We previously reported that Americans are 9 times more likely [4]to be killed by a police officer than a terrorist.
But it turns out that our numbers were incorrect …
This isn’t surprising, given that [5]:
“Reliable estimates of the number of justifiable homicides committed by police officers in the United States do not exist.” A study of killings by police from 1999 to 2002 in the Central Florida region found that the national databases included (in Florida) only one-fourth of the number of persons killed by police as reported in the local news media.
The Guardian reports [6] today:
An average of 545 people killed by local and state law enforcement officers in the US went uncounted in the country’s most authoritative crime statistics every year for almost a decade, according to a report released on Tuesday.

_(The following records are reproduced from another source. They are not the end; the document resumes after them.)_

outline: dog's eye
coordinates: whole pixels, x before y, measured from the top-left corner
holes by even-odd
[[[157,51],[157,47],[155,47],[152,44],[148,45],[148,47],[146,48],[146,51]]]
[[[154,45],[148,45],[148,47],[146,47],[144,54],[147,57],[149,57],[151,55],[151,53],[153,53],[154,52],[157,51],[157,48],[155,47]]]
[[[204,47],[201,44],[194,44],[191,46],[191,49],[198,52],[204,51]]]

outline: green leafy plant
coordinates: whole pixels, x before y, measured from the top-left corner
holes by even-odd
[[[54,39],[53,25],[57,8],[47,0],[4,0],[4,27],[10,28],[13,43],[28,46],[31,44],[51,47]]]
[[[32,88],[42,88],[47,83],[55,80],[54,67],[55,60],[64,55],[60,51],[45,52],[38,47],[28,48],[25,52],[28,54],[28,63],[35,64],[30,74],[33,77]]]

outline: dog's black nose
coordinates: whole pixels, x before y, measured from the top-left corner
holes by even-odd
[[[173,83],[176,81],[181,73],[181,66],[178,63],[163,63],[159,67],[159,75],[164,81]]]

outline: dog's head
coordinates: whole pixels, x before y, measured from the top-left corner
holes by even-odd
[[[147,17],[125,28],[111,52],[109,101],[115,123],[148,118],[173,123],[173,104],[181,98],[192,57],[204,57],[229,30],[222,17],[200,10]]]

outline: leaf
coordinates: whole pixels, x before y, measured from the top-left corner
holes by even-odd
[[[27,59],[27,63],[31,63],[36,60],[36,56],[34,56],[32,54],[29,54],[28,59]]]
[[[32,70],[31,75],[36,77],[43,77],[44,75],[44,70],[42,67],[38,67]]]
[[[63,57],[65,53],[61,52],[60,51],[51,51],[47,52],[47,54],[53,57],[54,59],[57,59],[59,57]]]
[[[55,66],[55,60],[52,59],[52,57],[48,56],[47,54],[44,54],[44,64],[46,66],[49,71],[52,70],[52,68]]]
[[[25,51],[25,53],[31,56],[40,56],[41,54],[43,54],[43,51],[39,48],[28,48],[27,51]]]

The first-ever attempt by US record-keepers to estimate the number of uncounted “law enforcement homicides” exposed previous official tallies as capturing less than half of the real picture. The new estimate – an average of 928 people killed by police annually over eight recent years, compared to 383 in published FBI [7] data – amounted to a more glaring admission than ever before of the government’s failure to track how many people police kill.
The revelation called into particular question the FBI practice of publishing annual totals [8] of “justifiable homicides by law enforcement” – tallies that are widely [9] cited [10] in the media and elsewhere as the most accurate official count of police homicides.
As shown here [11], that means that you’re 55 times more likely to be killed by a police officer than a terrorist.